Jangiri | Imarti | How to make Jangiri at home | Easy Recipe | Stepwise Pictures


Hi Supermoms,

' Diwali ' immediately brings memories of two things to me - Lots of colourful lights and loads of Sweets. Among all the sweets, Jangiri or Imarti as it is known in the North definetly features in the top of the list. 

Ladoo, Jangiri and Badusha , the three Indian Sweets are mainly enjoyed during the festival of lights . 

Though Ladoos and Badushas can be easily made at home, there is always a hesitation, doubt related to making Jangiris at home.

Trust me, it is really not very difficult to make them at home.
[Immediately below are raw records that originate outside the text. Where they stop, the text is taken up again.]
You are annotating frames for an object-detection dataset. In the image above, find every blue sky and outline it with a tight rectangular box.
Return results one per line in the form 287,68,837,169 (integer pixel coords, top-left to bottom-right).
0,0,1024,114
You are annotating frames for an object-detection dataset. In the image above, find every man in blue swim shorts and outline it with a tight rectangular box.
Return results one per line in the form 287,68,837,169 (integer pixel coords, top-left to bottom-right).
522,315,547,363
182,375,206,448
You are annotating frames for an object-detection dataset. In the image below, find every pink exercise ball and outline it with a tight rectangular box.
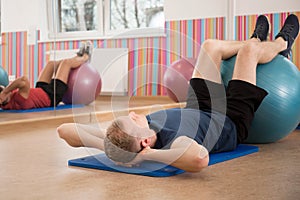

Just follow a few tips and your family and friends can enjoy Jangiri made by you . How cool is this?

Jangiri | Imarti :

Preparation time : 5 hours
Cooking time : 35 minutes
Makes 25 to 30 Jangiris
Storage : Keeps good upto a week.
Special Vessel : Large Wide Iron Wok / Karahi
1 Cup = 250 ml

Ingredients :

1 Cup Urad Dal / Husked Black Gram
2 tablespoon Rice Flour
Two drops of Orange food colour ( I used Wilton Gel colour)
A Pinch of Salt
Oil+ Ghee to fry( I used 50:50)

For Sugar Syrup :

Sugar - 1 Cup
Few drops of lemon juice
1/4 teaspoon Rose Essence
A drop of orange food colour ( I had skipped it)


METHOD :

1. Wash Urad dal thrice and soak it for 4 hours. Grind it using little water till it is fluffy and light. 

TIP: Grinding in Wet Grinder gives the best results. It takes 45 to 50 minutes to get fluffy texture.


2. Add salt, rice flour and food colour and whisk well with your hand. I first tried with a small amount of batter. 

TIP: If the batter is too liquidy, add more rice flour. You can prepare the Urad batter without adding salt  the previous day ,refrigerate and just before you make the Jangiris, add the rice flour and salt.


3. To make the sugar syrup, add sugar and water just enough to cover the sugar. Bring it to a boil. While the water is boiling, add few drops of lemon juice.


4. Add the  rose essence and colour.




5. Boil till the sugar comes to "Half String Consistency". That means,  that the string will not form fully it will break when you try to move your forefinger. The syrup will be sticky . 


6. I did not have the special Jangiri cloth so used the plastic Cake piping press. I tried various nozzles . 


7. The longer one with a slightly bigger hole was easier for me to pipe the batter. The Jangiris came a little fatter, but it was so easy for me to pipe them. Infact, it was great fun and absolutely exciting.

How to shape the Jangiri: First draw a wide circle, then draw small circle keeping that circle as the base. That's it. It's ok if you do not get perfect the first time, what is more important is the texture and the taste. 


8. Take oil/Ghee in a wide mouthed Iron Wok ( ideally) or use any wide pan . Take less oil  about an inch in height. 

TIP : The oil/Ghee should be warm ,not hot when you pipe. Cook the jangiri in low flame. When one side is done, turn and cook on the other side. You can use a wooden skewer or chop sticks to turn and lift the Jangiri. Give space between each Jangiri so that they do not stick to each other.


9. Once the Jangiris are cooked on both the sides , drain and dip them into the hot sugar syrup. Let them soak for 2 to 5 minutes. Then lift them and store them in a clean airtight box. 


10. Repeat the process, till you complete your entire batch. Let them soak well for atleast 4 hours before you taste them. You can refrigerate and enjoy this dessert upto a week.



Do try this recipe of Jangiri this Diwali and your family is going to love it.



Wishing you a Joyous Festival and Happy Cooking!